You should approach this like a service industry job, you need to please the student by being friendly and caring.
Children
Pros:
Free housing. This lets you take home more per month than you will your first 6months/year teaching adults
Hours, usually the longest hours you'll have is 9:30am-7:30pm
Not really needing to be too adept a teacher, it's 99% daycare
Cons:
You're going to get sick, a lot. Kids are dirty.
You're going to have to discipline children, a lot. Like I said, 99% daycare.
During the vacation months you actually work more than normal.
No vacation days aside from national holidays.
Parents, especially housewives, will make your job difficult.
Up to opinion things:
Kids. Seriously, when I started I loved kids. 2 years later and seeing a kid from the age of 5-18 gives me PTSD.
Hours. The hours seem better on paper, but you actually don't have that much more time for anything than teaching adults.
Sanity. You'll probably lose it at some point in your contract.

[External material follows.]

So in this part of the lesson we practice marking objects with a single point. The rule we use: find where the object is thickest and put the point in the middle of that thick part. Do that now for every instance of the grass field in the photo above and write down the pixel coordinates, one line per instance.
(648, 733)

Coworkers. In my experience people who teach children tend to be less professional/responsible. As such you'll probably have a time when a coworker runs out on his/her contract leaving you working overtime for a month or so.
I should be totally honest and say that a lot of the "up to opinion things" are simply things that I've felt. Also, you gotta treat this like a job. Too many people come to South Korea expecting it to be a paid vacation. They don't do their job correctly, and make all the rest of us foreigners look really bad. If you do decide to come to Korea it'll be in your best interest to learn some Korean. Most people don't bother and, again, it looks really bad for foreigners. I gotta head back to work (student is coming in 5 minutes), but if you got any more questions or concerns please let me know!